MUSIC

Saturday, July 28, 2007

The Swell Season

Glen Hansard was talking about last October, when he played Iota with Marketa Irglova. "There were about 10 people there," he said. He gazed over the floor of the 9:30 club, filled to capacity Thursday night. "Something's happened." That something is "Once," a low-key romance starring Hansard and Irglova as aspiring musicians, which has become a surprise art-house hit. The 90-minute show, billing the duo as the Swell Season, didn't touch that already-fabled Iota gig in terms of intimacy or raw emotion, but it was technically superior.

The pair's songs -- delicate, personal reflections set mainly to Hansard's acoustic guitar and Irglova's piano -- sounded polished and sturdy, buoyed by striking harmonies and an obvious personal chemistry. Hansard has claimed that he and Irglova shared a brief romantic fling and are now just friends. But watching them interact, especially during the smoldering "If You Want Me," made that claim seem spurious.

Hansard played some tunes from his other band, the Frames, paid homage to Van Morrison ("Into the Mystic") and conducted a pointless romp through Bob Dylan's "You Ain't Going Nowhere." The evening's most telling (and edgiest) interlude, however, was a slashing electric-guitar-and-voice duet with Irglova on the Pixies' "Cactus." Too bad it's not on the soundtrack.

-- Patrick Foster

Roger Clyne and The Peacemakers

The first thing you notice about Roger Clyne and the Peacemakers is the appealing energy and easy charisma of the lanky, angular Clyne. The second thing you realize is, these Arizonans are very good at making catchy, country-tinged rock anthems, which came as no surprise to the crowd singing along Thursday night at the State Theatre.

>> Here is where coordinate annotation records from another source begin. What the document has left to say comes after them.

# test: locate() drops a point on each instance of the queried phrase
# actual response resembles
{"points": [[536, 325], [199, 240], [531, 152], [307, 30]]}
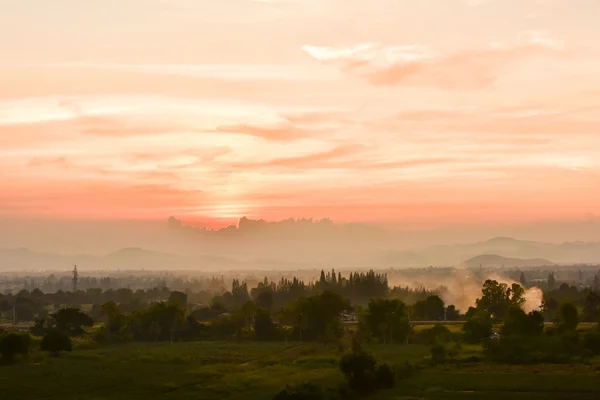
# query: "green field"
{"points": [[253, 371]]}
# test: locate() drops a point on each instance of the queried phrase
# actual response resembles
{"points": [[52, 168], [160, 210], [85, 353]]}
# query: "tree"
{"points": [[386, 320], [12, 344], [497, 297], [318, 317], [56, 341], [265, 299], [178, 298], [591, 308], [568, 316], [522, 280], [430, 309], [264, 328], [550, 308], [72, 321], [551, 281], [478, 327], [452, 314]]}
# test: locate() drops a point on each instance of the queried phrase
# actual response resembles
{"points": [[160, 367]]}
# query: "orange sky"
{"points": [[429, 113]]}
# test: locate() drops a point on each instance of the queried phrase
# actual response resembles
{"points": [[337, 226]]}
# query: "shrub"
{"points": [[478, 327], [12, 344], [385, 377], [438, 334], [305, 391], [56, 341], [591, 341], [438, 353]]}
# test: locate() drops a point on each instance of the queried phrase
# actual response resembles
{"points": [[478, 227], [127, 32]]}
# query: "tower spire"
{"points": [[75, 279]]}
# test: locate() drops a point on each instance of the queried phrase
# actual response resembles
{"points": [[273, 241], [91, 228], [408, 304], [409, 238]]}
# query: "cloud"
{"points": [[418, 65]]}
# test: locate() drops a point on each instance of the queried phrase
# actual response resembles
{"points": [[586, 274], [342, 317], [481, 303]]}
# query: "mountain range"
{"points": [[306, 244]]}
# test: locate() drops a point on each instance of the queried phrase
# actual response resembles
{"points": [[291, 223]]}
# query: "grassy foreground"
{"points": [[253, 371]]}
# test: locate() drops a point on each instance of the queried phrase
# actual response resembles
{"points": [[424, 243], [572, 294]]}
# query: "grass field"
{"points": [[253, 371]]}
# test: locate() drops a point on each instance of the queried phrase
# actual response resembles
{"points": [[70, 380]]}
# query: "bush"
{"points": [[385, 377], [438, 334], [591, 341], [478, 327], [359, 370], [12, 344], [308, 391], [438, 353], [556, 349], [363, 375], [56, 341]]}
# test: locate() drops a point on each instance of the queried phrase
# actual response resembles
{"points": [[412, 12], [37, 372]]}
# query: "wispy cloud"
{"points": [[417, 65]]}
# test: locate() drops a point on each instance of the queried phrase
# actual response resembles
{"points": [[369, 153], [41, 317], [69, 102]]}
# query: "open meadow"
{"points": [[256, 371]]}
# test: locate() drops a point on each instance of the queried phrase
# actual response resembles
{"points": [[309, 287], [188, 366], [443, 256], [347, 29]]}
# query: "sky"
{"points": [[421, 114]]}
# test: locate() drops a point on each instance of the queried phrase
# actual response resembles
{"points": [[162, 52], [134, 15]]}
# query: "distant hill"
{"points": [[494, 261], [125, 259], [302, 244]]}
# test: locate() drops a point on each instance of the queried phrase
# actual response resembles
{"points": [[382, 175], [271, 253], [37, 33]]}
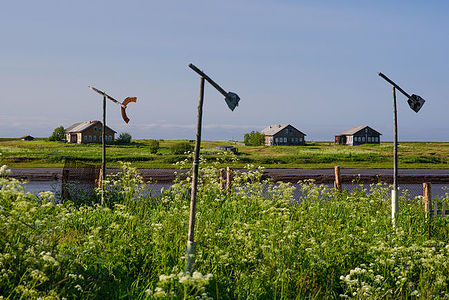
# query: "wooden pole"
{"points": [[221, 179], [65, 179], [337, 178], [103, 154], [191, 245], [228, 180], [427, 192], [394, 192]]}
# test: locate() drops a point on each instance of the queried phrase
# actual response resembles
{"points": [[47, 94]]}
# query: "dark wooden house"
{"points": [[357, 136], [88, 132], [283, 135], [27, 138]]}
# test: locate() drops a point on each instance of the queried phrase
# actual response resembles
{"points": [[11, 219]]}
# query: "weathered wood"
{"points": [[228, 180], [65, 179], [337, 178], [191, 246], [103, 153], [213, 83], [427, 193]]}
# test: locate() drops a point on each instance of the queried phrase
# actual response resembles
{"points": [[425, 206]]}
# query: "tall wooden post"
{"points": [[427, 193], [65, 180], [228, 180], [337, 178], [103, 154], [394, 192], [191, 245], [221, 179]]}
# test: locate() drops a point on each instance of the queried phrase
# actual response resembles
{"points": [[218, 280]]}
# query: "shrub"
{"points": [[254, 138], [123, 139], [58, 134], [153, 146], [181, 148]]}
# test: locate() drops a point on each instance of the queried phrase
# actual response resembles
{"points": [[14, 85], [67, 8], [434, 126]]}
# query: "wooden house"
{"points": [[88, 132], [357, 136], [27, 138], [283, 135]]}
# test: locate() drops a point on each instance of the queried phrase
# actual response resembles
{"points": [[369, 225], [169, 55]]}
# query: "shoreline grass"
{"points": [[38, 154]]}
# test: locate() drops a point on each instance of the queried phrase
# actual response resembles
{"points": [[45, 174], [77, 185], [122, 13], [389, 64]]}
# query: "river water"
{"points": [[412, 190]]}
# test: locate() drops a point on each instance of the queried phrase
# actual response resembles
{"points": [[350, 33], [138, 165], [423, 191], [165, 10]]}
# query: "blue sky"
{"points": [[312, 64]]}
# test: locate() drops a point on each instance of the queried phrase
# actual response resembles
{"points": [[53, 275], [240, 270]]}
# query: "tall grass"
{"points": [[255, 243]]}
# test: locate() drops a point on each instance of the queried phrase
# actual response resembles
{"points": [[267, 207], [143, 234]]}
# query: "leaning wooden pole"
{"points": [[191, 245], [427, 193], [337, 178], [103, 154]]}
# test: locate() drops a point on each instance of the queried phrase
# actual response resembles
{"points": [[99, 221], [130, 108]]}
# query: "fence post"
{"points": [[228, 180], [337, 178], [65, 179], [427, 192], [427, 198], [221, 179]]}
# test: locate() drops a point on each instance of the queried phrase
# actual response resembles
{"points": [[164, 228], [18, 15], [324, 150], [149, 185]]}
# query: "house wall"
{"points": [[289, 136], [93, 135], [366, 136], [90, 135]]}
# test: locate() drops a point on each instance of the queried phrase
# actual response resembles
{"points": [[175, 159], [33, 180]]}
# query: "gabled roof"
{"points": [[273, 129], [82, 126], [356, 129]]}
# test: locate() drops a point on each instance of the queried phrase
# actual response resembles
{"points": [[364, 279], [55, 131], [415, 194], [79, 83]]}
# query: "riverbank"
{"points": [[437, 176]]}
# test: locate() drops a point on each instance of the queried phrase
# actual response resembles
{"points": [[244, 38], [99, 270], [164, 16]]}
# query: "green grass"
{"points": [[41, 153], [252, 246]]}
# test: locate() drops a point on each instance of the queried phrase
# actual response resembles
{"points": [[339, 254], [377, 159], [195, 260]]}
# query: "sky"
{"points": [[311, 64]]}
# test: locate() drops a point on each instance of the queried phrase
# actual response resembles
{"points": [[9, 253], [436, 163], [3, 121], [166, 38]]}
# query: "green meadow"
{"points": [[41, 153], [255, 242]]}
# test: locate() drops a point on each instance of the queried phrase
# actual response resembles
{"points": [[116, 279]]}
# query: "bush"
{"points": [[123, 139], [58, 134], [254, 138], [181, 148], [154, 146]]}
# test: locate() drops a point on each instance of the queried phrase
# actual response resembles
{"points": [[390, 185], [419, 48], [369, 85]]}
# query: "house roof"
{"points": [[356, 129], [81, 126], [273, 129]]}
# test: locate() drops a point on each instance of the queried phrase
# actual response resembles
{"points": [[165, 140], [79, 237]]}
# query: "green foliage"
{"points": [[254, 138], [181, 148], [255, 242], [58, 134], [123, 139], [153, 145]]}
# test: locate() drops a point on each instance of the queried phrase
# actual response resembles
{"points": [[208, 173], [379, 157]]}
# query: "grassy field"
{"points": [[41, 153], [251, 244]]}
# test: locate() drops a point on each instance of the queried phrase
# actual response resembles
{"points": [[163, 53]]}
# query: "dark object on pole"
{"points": [[103, 133], [191, 245], [414, 101], [123, 105], [232, 101]]}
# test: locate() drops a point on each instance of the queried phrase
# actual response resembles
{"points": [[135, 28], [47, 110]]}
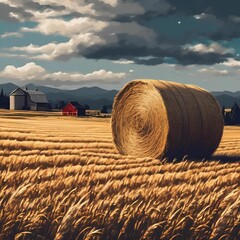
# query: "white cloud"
{"points": [[68, 28], [214, 71], [16, 16], [212, 48], [11, 34], [85, 43], [29, 71], [64, 50], [33, 72], [201, 16], [231, 62], [123, 62]]}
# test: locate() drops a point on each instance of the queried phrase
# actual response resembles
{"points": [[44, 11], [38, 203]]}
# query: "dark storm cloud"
{"points": [[148, 32]]}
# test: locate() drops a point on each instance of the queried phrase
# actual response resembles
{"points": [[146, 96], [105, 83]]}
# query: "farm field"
{"points": [[61, 178]]}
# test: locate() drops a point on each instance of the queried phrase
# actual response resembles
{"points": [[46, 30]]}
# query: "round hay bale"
{"points": [[154, 118]]}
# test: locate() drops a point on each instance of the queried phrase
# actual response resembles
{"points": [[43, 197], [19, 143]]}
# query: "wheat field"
{"points": [[61, 178]]}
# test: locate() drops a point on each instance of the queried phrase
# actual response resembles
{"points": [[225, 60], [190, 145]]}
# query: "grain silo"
{"points": [[34, 100], [18, 100]]}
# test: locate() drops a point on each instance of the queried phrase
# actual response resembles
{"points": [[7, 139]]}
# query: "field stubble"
{"points": [[61, 178]]}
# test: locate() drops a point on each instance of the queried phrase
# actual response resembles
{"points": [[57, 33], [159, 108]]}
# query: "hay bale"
{"points": [[153, 118]]}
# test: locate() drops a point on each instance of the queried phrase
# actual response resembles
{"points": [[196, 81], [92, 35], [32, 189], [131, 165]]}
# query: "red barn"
{"points": [[73, 109]]}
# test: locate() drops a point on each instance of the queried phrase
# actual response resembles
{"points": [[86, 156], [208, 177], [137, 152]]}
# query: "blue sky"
{"points": [[106, 43]]}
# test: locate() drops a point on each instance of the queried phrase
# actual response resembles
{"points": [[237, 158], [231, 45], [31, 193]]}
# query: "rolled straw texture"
{"points": [[155, 118]]}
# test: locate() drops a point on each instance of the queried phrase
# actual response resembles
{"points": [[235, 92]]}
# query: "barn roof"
{"points": [[35, 96]]}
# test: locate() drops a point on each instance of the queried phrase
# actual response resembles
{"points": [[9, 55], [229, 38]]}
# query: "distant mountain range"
{"points": [[96, 97]]}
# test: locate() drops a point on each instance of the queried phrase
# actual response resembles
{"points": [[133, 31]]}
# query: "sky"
{"points": [[106, 43]]}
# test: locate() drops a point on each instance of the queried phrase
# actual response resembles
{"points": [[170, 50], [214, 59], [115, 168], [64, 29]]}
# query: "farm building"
{"points": [[232, 116], [24, 99], [73, 109]]}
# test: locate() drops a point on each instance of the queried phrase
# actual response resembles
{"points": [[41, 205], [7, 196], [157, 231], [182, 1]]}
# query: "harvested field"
{"points": [[61, 178]]}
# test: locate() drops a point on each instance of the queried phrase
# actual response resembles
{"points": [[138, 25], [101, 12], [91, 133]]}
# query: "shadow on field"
{"points": [[225, 158], [222, 158]]}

Guitarist Steve Larson, his black straw cowboy hat shadowing his eyes, provided driving, hook-filled melodies and laid big rock riffs on the rhythmic bedrock provided by bassist Nick Scropos and drummer P.H. Naffah.

Clyne, playing rhythm on a baby-blue electric guitar, was clearly born to be a frontman. With his looks and the band's sound, the effect was a Southwest version of early INXS.

Clyne sang about relationships ("Maybe We Should Fall in Love," "Easy") and goofing off ("Mexico") with a mixture of passion and whimsy, and the set moved at a deliriously rapid pace. (If anything, the show seemed rushed, as if the band was running late to a dinner.)

So far, Clyne's claim to fame is the theme song to the Fox series "King of the Hill." His records and concerts deserve a bigger audience.